AlienVault® USM Anywhere™

USM Anywhere Log Data Enhancement

When evaluating threats to your systems, the more complete the initial picture of an incident is, the more accurate and efficient USM Anywhere can be in identifying and responding to those threats.

Log data is one of the key sources of this threat data context. Log messages can tell us a tremendous amount about network events. Every network connection, authentication request, file transfer, and privilege escalation, as well as many other events that happen on the network or in the cloud, generates a log message.

However, many messages were never intended to be used for security purposes. There are no official standards for log contents (although there are best practices) therefore, they are often inconsistent. Two messages from the same product or vendor may be completely different in terms of the information they carry, and most vendors have different logging standards and terminology. Even if a vendor has made significant investments in log consistency and completeness, most log messages still lack valuable context.

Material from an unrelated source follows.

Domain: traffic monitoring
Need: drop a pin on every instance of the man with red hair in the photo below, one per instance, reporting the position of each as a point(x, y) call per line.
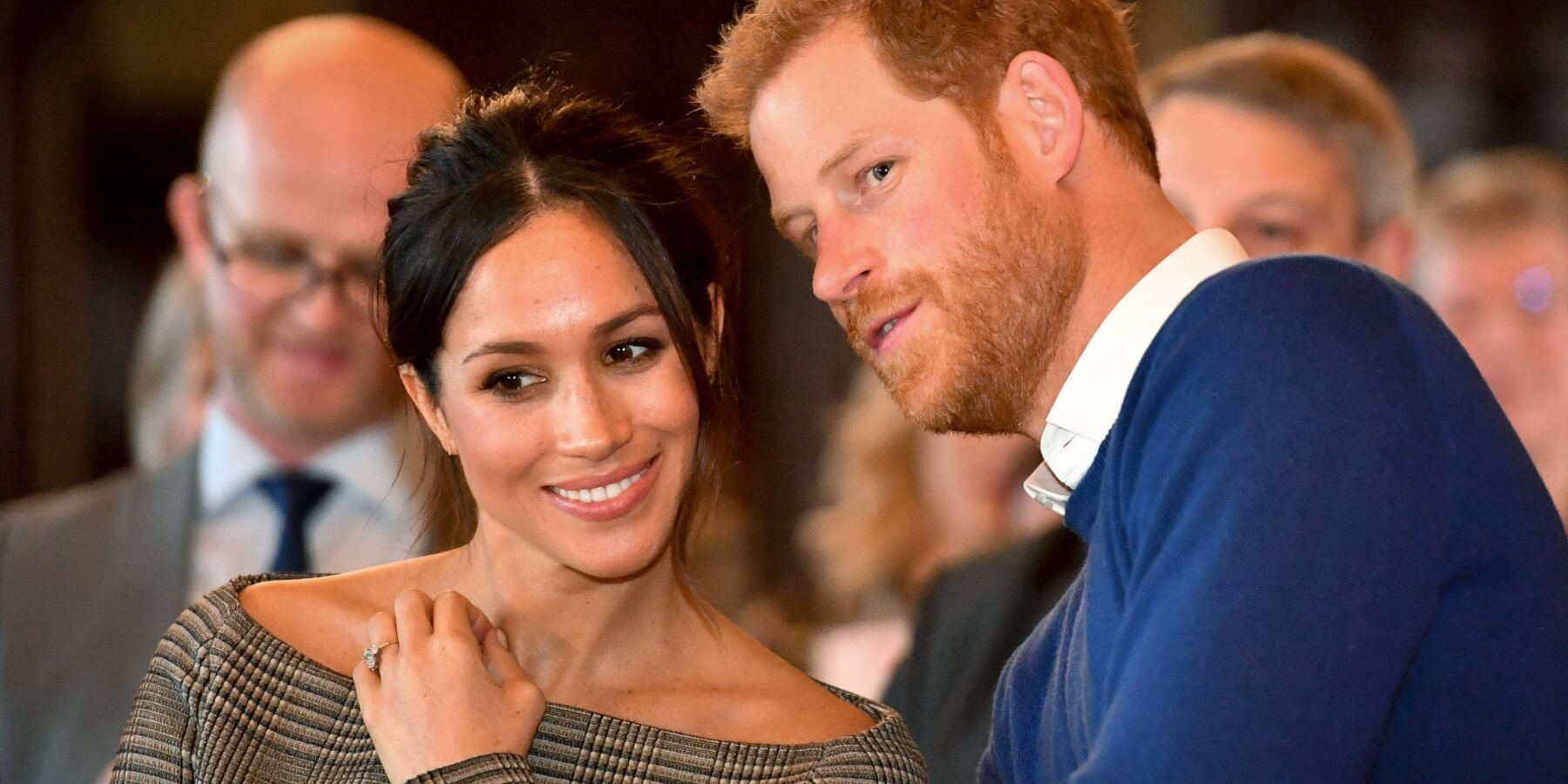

For example, look at a typical log message generated by an authentication event:

	"outcome" : "Allow",
	"type" : "Authentication",
	"source" : "",
	"destination" : "",
	“time” : “2018-10-17T19:03:26+00:00”

This message is rather brief. Let’s take a look at what needs to be improved for security purposes.

Data Normalization

The first step USM Anywhere takes when it digests your system logs is to normalize them so that all incoming data uses the same terminology. In this context, normalization means mapping it to a standard terminology. For example, a vendor may use the term "outcome" or “result” to describe the success or failure of the authentication attempt. USM Anywhere will normalize these two different attributes, replacing them with a single, standard term. Likewise, things like “source,” “source_ip,” “client,” “client_ip” all need to be mapped to the same terminology so events from different vendors can be used for correlation and alarm generation.

Below is an example of how normalization works. Note that USM Anywhere preserves the original log message as a best practice, in case you need to share it with a vendor or need to refer to the original alert. This means that the normalization phase of message processing will likely increase the size of the log message by around 100%.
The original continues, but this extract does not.